In Gilles Montalescot and colleagues’ report on the subgroup with ST-segment-elevation myocardial infarction(STEMI) from TRITON-TIMI 38(Feb 28, p 723),[1] non-fatal myocardial infarction was not adequately defined. This outcome drove most of the reduction in the primary composite endpoint seen with prasugrel versus clopidogrel. Food and Drug Administration Advisory Committee documents[2] reveal that asymptomatic elevations in cardiac enzymes accounted for many events, and that in all patients presenting with acute coronary syndrome (ACS) most non-fatal myocardial infarctions were periprocedural (table). Furthermore, when only site-reported events were counted, the reduction in the primary outcome with prasugrel was no longer significant, neither for the STEMI subgroup nor the overall ACS cohort.

Also, Montalescot and colleagues claim that the bleeding risk was similar with prasugrel and clopidogrel. However, the STEMI subgroup was underpowered to detect a meaningful difference in this safety outcome. Given the lack of heterogeneity between the STEMI patients and the rest of the ACS cohort with regard to both risk and benefit, the risk estimate calculated from the entire study population is more appropriate. In this larger group, both thrombolysis in myocardial infarction (TIMI) major haemorrhage (hazard ratio 1·32, 95% CI 1·03–1·68) and fatal haemorrhage (4·19, 1·58–11·1) unrelated to coronary-artery bypass grafting were significantly increased with prasugrel.[3]

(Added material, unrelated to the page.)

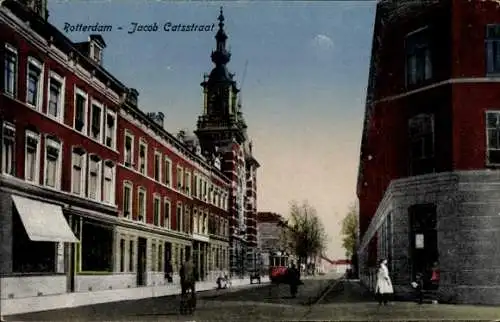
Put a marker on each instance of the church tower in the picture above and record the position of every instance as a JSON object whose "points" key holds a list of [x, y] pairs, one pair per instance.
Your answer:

Lastly, although the STEMI subgroup analysis was prespecified, TRITON-TIMI 38 was not prospectively designed to assess the superiority of prasugrel over clopidogrel in this population.[4] Because α was not adjusted to account for the multiple planned and post-hoc comparisons that were made, it is likely that some of the positive findings are type 1 errors.[1] Thus, any conclusions drawn from these data must be regarded as exploratory at best.

We declare that we have no conflicts of interest.

James Floyd, Sidney Wolfe

Health Research Group, Public Citizen, Washington, DC 20009, USA

 

 Clopidogrel (n=529)

 Prasugrel (n=432)

≤24 h

308 (58%)

 266 (62%)

>24 h to 30 days

48 (9%)

 34 (8%)

>30 days to 1 year

154 (29%)

119 (28%)

>1 year

16 (3%)

10 (2%)

Unknown

 3 (1%)

 3 (1%)

Table: Non-fatal myocardial infarctions not associated with stent thrombosis in all patients with acute coronary syndrome, by time from percutaneous coronary intervention[2]

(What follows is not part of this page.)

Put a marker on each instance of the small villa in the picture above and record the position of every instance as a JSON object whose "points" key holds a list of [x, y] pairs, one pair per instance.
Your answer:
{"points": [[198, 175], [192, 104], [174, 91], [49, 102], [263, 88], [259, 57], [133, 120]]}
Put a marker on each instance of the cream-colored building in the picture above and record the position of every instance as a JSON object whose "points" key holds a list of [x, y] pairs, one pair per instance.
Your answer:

[1] Montalescot G, Wiviott SD, Braunwald E, et al, for the TRITON-TIMI 38 investigators. Prasugrel compared with clopidogrel in patients undergoing percutaneous coronary intervention for ST-elevation myocardial infarction(TRITON-TIMI 38): double-blind, randomised controlled trial. Lancet 2009; 373: 723–31.

[2] FDA. Briefing materials from Feb 3, 2009, meeting of FDA Cardiovascular and Renal Drugs Advisory Committee. http://www.fda.gov/ohrms/dockets/ac/09/briefi ng/2009-4412b1-01-FDA.pdf (accessed March 20, 2009).

[3] Wiviott SD, Braunwald E, McCabe CH, et al. Prasugrel versus clopidogrel in patients with acute coronary syndromes. N Engl J Med 2007; 357: 2001–15.

[4] Wiviott SD, Antman EM, Gibson CM, et al, for the TRITON-TIMI 38 investigators. Evaluation of prasugrel compared with clopidogrel in patients with acute coronary syndromes: design and rationale for the TRial to assess Improvement in Therapeutic Outcomes by optimizing platelet InhibitionN with prasugrel Thrombolysis In Myocardial Infarction 38 (TRITON-TIMI 38). Am Heart J 2006; 152: 627–35.